Measuring the Impact of Early-2025 AI on Experienced Open-Source Developer Productivity
Joel Becker, Nate Rush, Elizabeth Barnes, David Rein
Stop extrapolating from student studies or greenfield tasks. Demand productivity metrics from developers with multi-year tenure on the same codebase. Use this RCT design—random assignment within familiar projects—as your benchmark for evaluating AI tooling ROI.
AI coding assistants promise productivity gains, but evidence from experienced developers working on real codebases—not toy problems—remains scarce.

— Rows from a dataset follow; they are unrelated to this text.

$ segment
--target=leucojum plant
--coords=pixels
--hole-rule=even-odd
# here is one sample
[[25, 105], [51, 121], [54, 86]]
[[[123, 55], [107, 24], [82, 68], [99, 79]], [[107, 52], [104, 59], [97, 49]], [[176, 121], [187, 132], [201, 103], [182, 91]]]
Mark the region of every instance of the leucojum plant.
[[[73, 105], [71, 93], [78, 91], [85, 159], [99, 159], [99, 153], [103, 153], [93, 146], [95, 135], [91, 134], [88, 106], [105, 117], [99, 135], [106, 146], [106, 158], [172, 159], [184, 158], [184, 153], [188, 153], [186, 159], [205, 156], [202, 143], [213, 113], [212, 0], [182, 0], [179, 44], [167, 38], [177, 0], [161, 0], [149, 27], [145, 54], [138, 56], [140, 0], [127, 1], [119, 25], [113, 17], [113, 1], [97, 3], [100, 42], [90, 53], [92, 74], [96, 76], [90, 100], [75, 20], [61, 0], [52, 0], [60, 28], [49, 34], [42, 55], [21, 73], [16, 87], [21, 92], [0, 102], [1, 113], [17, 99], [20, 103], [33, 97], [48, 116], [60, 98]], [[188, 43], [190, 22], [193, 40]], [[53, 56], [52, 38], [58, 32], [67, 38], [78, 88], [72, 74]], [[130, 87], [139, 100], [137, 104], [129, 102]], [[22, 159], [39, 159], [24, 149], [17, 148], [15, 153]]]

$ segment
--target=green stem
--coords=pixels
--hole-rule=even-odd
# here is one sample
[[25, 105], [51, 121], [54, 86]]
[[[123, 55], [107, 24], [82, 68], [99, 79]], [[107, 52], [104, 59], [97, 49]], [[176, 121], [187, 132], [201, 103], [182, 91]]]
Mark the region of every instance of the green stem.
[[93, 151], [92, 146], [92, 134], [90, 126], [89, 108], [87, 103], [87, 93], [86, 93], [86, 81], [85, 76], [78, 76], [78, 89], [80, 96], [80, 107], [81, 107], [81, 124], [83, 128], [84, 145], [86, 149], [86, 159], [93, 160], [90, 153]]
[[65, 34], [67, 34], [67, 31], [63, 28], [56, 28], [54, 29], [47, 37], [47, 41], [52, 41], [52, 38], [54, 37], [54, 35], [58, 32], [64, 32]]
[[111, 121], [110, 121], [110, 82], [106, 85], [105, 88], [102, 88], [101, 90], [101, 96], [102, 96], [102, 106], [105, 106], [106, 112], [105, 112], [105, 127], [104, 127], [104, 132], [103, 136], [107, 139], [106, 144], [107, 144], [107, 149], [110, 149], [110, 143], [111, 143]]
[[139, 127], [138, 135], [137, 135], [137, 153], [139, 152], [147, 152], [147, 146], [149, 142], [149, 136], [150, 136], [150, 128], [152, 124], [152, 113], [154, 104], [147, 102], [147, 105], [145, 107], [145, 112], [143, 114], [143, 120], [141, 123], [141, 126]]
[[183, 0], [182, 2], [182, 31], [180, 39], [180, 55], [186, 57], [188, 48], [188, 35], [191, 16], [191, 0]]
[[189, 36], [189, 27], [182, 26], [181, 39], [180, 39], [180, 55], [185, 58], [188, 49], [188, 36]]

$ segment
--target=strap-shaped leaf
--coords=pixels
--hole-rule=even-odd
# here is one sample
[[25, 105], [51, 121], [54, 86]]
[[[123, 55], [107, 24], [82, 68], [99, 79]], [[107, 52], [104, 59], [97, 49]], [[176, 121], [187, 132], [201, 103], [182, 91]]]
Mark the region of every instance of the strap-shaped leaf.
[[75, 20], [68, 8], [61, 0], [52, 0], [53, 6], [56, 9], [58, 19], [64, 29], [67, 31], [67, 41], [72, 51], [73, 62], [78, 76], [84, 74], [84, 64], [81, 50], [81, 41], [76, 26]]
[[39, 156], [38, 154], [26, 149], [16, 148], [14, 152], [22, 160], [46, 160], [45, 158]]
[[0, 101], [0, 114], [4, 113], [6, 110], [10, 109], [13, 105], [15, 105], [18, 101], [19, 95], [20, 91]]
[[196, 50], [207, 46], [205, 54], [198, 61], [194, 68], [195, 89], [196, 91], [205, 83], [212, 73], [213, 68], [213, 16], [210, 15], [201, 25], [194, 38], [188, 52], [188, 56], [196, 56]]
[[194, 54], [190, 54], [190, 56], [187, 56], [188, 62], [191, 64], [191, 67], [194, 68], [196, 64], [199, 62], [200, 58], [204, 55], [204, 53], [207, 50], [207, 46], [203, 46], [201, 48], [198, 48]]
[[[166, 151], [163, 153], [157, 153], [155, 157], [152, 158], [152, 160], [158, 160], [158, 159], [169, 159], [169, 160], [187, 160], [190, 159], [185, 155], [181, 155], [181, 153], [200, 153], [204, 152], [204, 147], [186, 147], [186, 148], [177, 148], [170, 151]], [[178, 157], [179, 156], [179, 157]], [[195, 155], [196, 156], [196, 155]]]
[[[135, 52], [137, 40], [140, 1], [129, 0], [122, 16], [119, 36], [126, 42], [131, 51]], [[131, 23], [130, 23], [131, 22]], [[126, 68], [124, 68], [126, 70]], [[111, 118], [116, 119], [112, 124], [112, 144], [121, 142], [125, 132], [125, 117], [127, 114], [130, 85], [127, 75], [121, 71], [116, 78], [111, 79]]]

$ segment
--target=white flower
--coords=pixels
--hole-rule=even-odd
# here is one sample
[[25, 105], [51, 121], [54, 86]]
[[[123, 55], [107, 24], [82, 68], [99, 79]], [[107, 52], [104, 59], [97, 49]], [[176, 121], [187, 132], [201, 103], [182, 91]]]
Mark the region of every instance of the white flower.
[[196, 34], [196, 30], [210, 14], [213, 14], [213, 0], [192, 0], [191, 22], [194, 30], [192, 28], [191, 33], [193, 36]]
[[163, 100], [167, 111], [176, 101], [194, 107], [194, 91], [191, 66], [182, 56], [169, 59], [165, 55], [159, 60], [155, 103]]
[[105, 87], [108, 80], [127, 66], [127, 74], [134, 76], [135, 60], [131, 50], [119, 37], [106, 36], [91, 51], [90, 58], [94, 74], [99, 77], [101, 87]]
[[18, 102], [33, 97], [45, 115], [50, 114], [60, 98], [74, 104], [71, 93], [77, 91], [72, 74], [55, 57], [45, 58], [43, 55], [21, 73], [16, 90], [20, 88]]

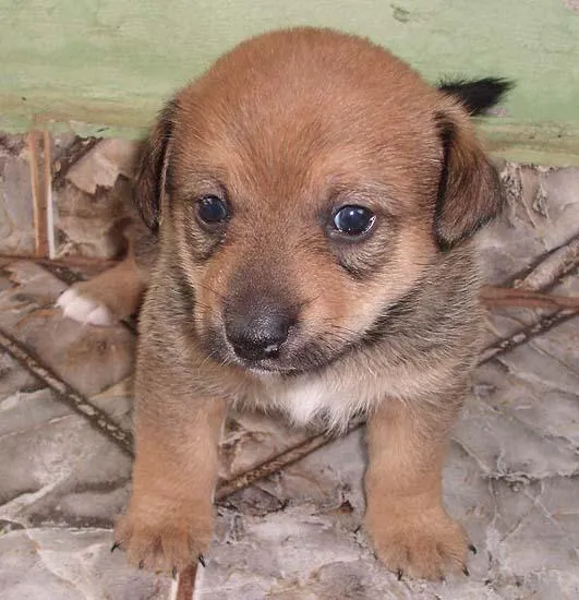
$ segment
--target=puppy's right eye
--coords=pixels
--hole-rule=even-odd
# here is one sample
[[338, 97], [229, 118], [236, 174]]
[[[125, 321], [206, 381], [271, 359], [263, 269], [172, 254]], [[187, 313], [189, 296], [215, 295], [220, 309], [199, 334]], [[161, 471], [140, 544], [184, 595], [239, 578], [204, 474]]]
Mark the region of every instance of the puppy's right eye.
[[197, 201], [197, 218], [204, 225], [218, 225], [229, 218], [229, 207], [225, 200], [215, 195], [203, 196]]

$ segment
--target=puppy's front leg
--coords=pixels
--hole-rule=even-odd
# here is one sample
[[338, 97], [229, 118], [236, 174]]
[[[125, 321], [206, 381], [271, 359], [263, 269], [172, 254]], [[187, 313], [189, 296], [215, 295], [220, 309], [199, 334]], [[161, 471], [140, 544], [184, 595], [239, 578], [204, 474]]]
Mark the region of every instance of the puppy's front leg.
[[132, 495], [114, 537], [135, 565], [181, 569], [212, 538], [226, 403], [195, 395], [185, 372], [158, 357], [140, 358]]
[[398, 577], [468, 573], [468, 537], [442, 504], [442, 468], [456, 410], [442, 419], [433, 410], [387, 400], [367, 423], [364, 521], [377, 555]]

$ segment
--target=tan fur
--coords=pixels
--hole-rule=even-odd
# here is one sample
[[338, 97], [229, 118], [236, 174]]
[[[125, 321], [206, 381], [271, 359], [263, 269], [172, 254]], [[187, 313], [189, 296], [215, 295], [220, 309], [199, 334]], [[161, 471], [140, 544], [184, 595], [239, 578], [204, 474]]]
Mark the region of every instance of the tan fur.
[[[217, 233], [195, 216], [207, 194], [231, 206]], [[500, 197], [457, 101], [360, 38], [267, 34], [167, 106], [136, 203], [159, 256], [141, 317], [133, 495], [116, 533], [132, 562], [169, 568], [206, 551], [220, 427], [246, 403], [335, 429], [367, 415], [378, 556], [415, 576], [461, 568], [467, 536], [442, 506], [441, 469], [478, 351], [470, 237]], [[375, 213], [365, 239], [328, 229], [346, 204]], [[299, 316], [279, 355], [252, 365], [232, 351], [227, 314], [263, 299]]]

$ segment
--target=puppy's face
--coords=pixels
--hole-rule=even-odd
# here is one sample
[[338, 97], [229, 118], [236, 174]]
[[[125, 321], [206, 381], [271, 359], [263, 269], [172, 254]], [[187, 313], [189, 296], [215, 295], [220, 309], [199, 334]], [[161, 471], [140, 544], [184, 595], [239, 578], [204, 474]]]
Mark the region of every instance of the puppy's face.
[[206, 352], [300, 373], [372, 336], [492, 216], [495, 185], [449, 98], [364, 40], [297, 29], [245, 43], [177, 96], [137, 201], [167, 221]]

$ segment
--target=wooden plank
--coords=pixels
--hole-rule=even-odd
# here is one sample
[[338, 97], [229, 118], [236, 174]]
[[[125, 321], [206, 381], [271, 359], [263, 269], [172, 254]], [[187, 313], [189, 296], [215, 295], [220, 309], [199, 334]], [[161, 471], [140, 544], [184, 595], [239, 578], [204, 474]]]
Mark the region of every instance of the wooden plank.
[[171, 92], [268, 28], [325, 25], [391, 48], [429, 80], [517, 81], [490, 147], [579, 164], [579, 2], [571, 0], [4, 0], [0, 129], [55, 121], [141, 135]]

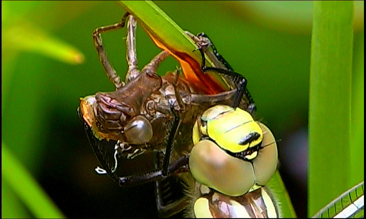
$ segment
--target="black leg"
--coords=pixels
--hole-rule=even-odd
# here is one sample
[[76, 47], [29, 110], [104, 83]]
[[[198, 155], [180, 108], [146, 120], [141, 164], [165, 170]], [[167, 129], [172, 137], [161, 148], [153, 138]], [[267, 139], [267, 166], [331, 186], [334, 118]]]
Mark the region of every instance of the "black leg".
[[[205, 35], [206, 35], [205, 34]], [[211, 46], [212, 47], [212, 45], [213, 44], [211, 44]], [[221, 55], [217, 52], [217, 50], [216, 49], [216, 47], [215, 47], [215, 46], [214, 46], [214, 47], [212, 48], [212, 50], [214, 50], [214, 48], [215, 49], [215, 51], [214, 52], [214, 53], [215, 53], [216, 54], [218, 54], [219, 55], [220, 55], [220, 57], [222, 58], [222, 60], [220, 61], [222, 61], [222, 60], [223, 60], [228, 65], [227, 66], [227, 65], [226, 64], [225, 64], [225, 63], [223, 63], [224, 65], [227, 68], [228, 68], [228, 69], [229, 69], [230, 68], [230, 69], [232, 69], [231, 67], [230, 66], [230, 65], [229, 65], [228, 63], [227, 63], [227, 62], [225, 60], [225, 59], [224, 59], [224, 58], [222, 58], [222, 56], [221, 56]], [[252, 96], [250, 95], [250, 93], [247, 89], [247, 79], [242, 75], [232, 70], [219, 68], [215, 67], [206, 66], [206, 58], [204, 56], [204, 52], [203, 52], [203, 50], [202, 49], [202, 48], [198, 48], [198, 50], [201, 53], [201, 55], [202, 59], [201, 68], [204, 72], [208, 71], [215, 71], [219, 73], [223, 74], [232, 77], [233, 78], [233, 81], [234, 82], [238, 81], [238, 82], [237, 82], [238, 83], [238, 86], [236, 89], [236, 92], [235, 93], [235, 94], [233, 97], [233, 101], [232, 102], [231, 106], [233, 108], [236, 108], [238, 107], [240, 104], [240, 100], [241, 100], [243, 95], [245, 94], [245, 96], [248, 99], [249, 102], [248, 103], [248, 108], [247, 108], [246, 110], [248, 111], [251, 115], [253, 115], [256, 111], [256, 107], [254, 103], [254, 101], [252, 98]], [[216, 56], [217, 57], [217, 55]], [[218, 58], [218, 59], [219, 59], [219, 58]]]
[[207, 39], [208, 39], [208, 40], [210, 41], [210, 42], [211, 42], [211, 44], [210, 46], [211, 46], [211, 48], [212, 49], [212, 52], [214, 53], [214, 54], [215, 54], [215, 56], [216, 56], [216, 58], [217, 58], [219, 61], [221, 62], [221, 63], [222, 63], [224, 64], [224, 65], [225, 65], [225, 66], [226, 67], [226, 68], [228, 69], [228, 70], [229, 70], [230, 71], [234, 71], [234, 69], [232, 69], [232, 68], [231, 67], [231, 66], [230, 65], [230, 64], [229, 64], [229, 63], [227, 62], [227, 61], [226, 61], [226, 60], [225, 58], [224, 58], [224, 57], [221, 55], [221, 54], [219, 53], [219, 52], [217, 51], [217, 49], [216, 49], [216, 47], [215, 47], [215, 44], [214, 44], [214, 43], [212, 43], [211, 39], [208, 37], [208, 35], [207, 35], [207, 34], [206, 33], [202, 32], [201, 33], [198, 33], [197, 35], [197, 36], [198, 38], [204, 37], [205, 38], [207, 38]]

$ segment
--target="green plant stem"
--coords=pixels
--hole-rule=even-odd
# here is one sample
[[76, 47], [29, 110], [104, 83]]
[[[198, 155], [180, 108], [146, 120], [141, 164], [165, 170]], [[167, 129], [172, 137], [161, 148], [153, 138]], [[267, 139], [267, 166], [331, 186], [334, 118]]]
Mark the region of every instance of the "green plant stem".
[[2, 143], [2, 176], [36, 217], [65, 218], [37, 181]]
[[314, 4], [309, 215], [348, 189], [353, 4], [353, 1], [316, 1]]

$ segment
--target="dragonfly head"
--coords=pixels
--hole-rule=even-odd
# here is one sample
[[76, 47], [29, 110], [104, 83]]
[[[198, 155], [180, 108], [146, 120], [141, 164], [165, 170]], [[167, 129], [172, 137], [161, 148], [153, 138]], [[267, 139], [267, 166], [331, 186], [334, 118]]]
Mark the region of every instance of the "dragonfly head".
[[106, 93], [80, 98], [80, 109], [82, 118], [99, 139], [141, 144], [152, 137], [152, 128], [145, 117], [136, 115], [133, 108], [114, 101]]
[[239, 108], [218, 105], [193, 128], [189, 165], [200, 182], [231, 196], [265, 185], [274, 172], [277, 147], [265, 126]]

Method: 16 developers with 5 years average experience on their projects completed 246 tasks in mature open-source repos, randomly assigned to allow or block early-2025 AI tools (GPT-4 class). This is the first RCT measuring AI impact on developers working in their own production codebases, not synthetic benchmarks. The study isolates tool effect from developer skill and project familiarity.
Caveats: Only 16 developers, all open-source contributors. Enterprise codebases with stricter review processes may show different patterns.
Reflections: How does AI impact vary between bug fixes, feature additions, and refactoring tasks in mature codebases? · Do productivity gains persist after 6+ months of continuous AI tool usage? · What's the effect on code review burden when AI-assisted code enters production?